When CoV-2 first infected a person somewhere in rural China, the new bug was far stickier to the ACE-2 receptor. For the virus, it’s hard to imagine a better evolutionary move. For a human, it’s hard to imagine one that could be worse.
Glanville maintains that his antibody is one answer. His sales pitch is as convincing as ever: an antibody potent enough that doses can be smaller; capable of being delivered in a shot rather than an IV; engineered to cause fewer side effects in the immune-system response than his competitors’; and, because it targets a part of the virus that hasn’t changed even as the human pandemic has spawned new viral mutations in Brazil, South Africa, and England, effective against new variants.
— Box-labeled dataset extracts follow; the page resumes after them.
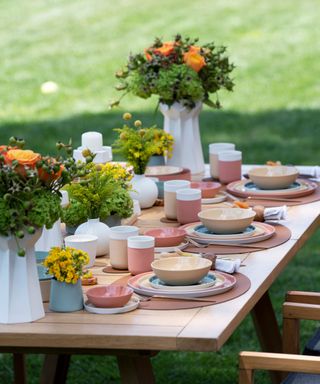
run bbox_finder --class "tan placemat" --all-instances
[147,168,191,181]
[102,265,129,273]
[184,224,291,255]
[113,273,251,310]
[160,217,181,225]
[244,186,320,207]
[202,177,320,207]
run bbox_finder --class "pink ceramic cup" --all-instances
[128,236,154,275]
[218,151,242,184]
[177,188,201,224]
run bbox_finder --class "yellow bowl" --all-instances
[198,208,256,233]
[248,165,299,189]
[151,256,212,285]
True to his Robin Hood style, Glanville also wants his drug to be widely available and relatively cheap. He has mapped out a sort of Walmart distribution method for his drug, a model in which bulk production will keep the price down. Instead of $2,000 a dose, it will be $800, maybe $900, but certainly “less than the cost of an iPhone,” he says. (Glanville isn’t alone in his pharmaceutical goodwill. AstraZeneca is trying to sell its vaccine for $4 a dose.) Driving the cost savings for Glanville is smaller overhead—30 employees versus 30,000 at a company like Eli Lilly—and a novel manufacturing approach. Glanville had a team of interns identify more than 500 companies around the world with bioreactors that are capable of brewing his antibodies. Instead of cooking drugs through in-house bioreactors or subcontractors with restrictive terms, as the big companies have done, his plan is for many hands to make light work. By increasing supply, Glanville will fill the need and lower the costs.
The virologist who asked to remain anonymous is unwaveringly skeptical that this will play out as Glanville is willing it to, especially with so many researchers on pace or way out ahead of him. “Skeptical is the safe bet,” Glanville said of her take. “Odds are we fail.”
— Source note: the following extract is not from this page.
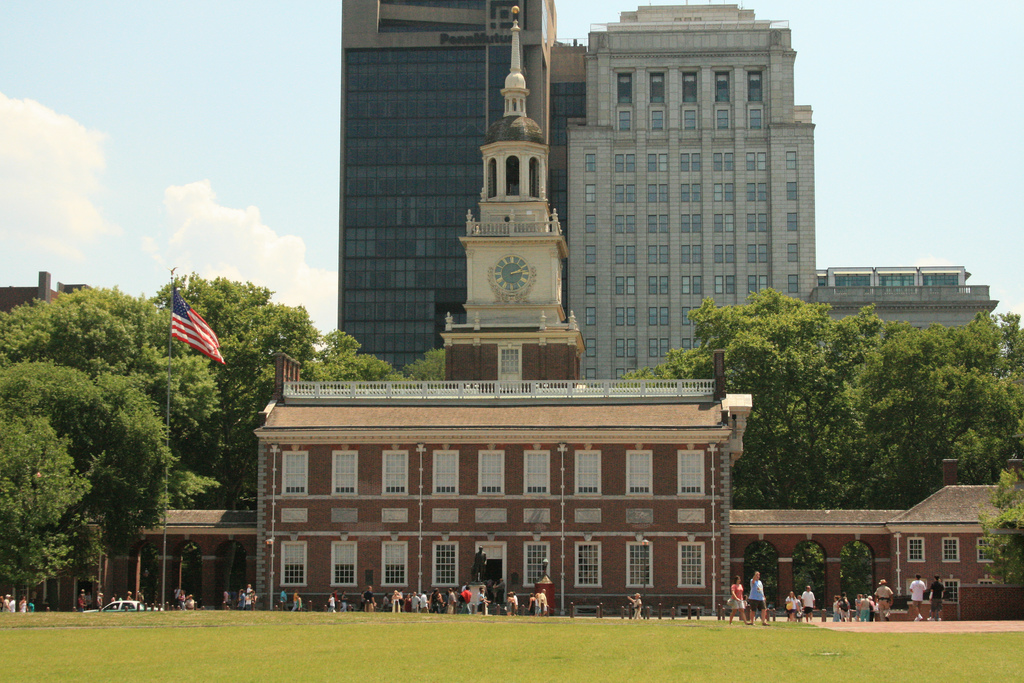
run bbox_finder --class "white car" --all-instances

And that looked to be his antibody’s fate. But then, in early February, Glanville got a few pieces of good news. He refused to call them unexpected. The first was that Nature Biotechnology, an esteemed journal in his field, agreed to publish his work on the coronavirus. And in late February, Merck bought Pandion for $1.9 billion. The significance to Glanville was that Pandion used his patented technologies for some of its drug-discovery work. The announcement demonstrates that antibodies he has designed have clinical value. Most exciting for him is that he is finalizing an agreement with a federal entity—which he won’t name until the deal is final—that will fund his phase-one research.
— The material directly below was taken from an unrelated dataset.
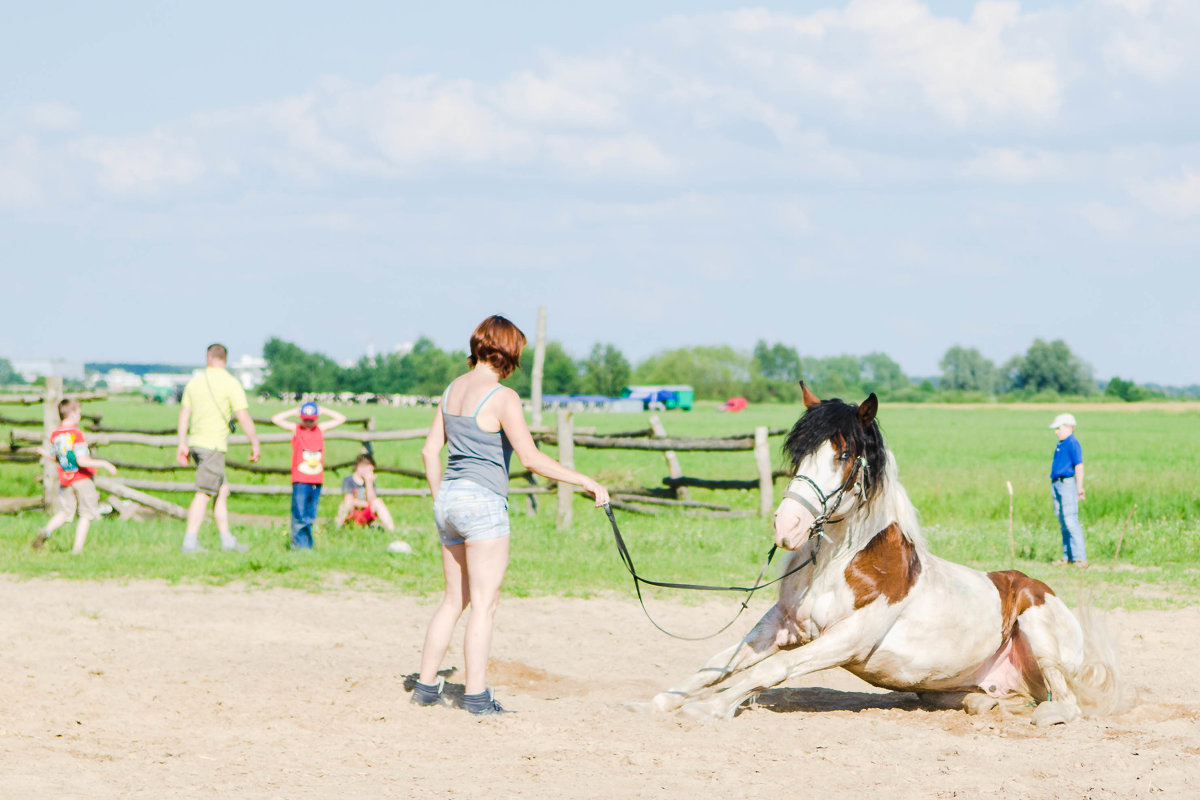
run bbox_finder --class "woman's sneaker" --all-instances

Whether his antibody becomes a drug or not, entering the race to find a COVID-19 treatment clarified for Glanville why he got into this business—to help people. To that end, in the first week of January, he and his partners sold Distributed Bio to a much larger pharmaceutical company called Charles River Labs for more than $100 million. He’s since founded a new firm called Centivax that will focus solely on making therapeutic drugs and vaccines and getting the ones he’s already developed to market. “The time is nigh,” he says. “This work needs the best version of me possible.” As such, at 40, he quit drinking and started swimming in the ocean each day. To get just enough of the altered reality he needs to maintain sanity, he smokes three cigars daily on his rooftop office, looking out over the ocean and thinking about where the next bad bug might emerge.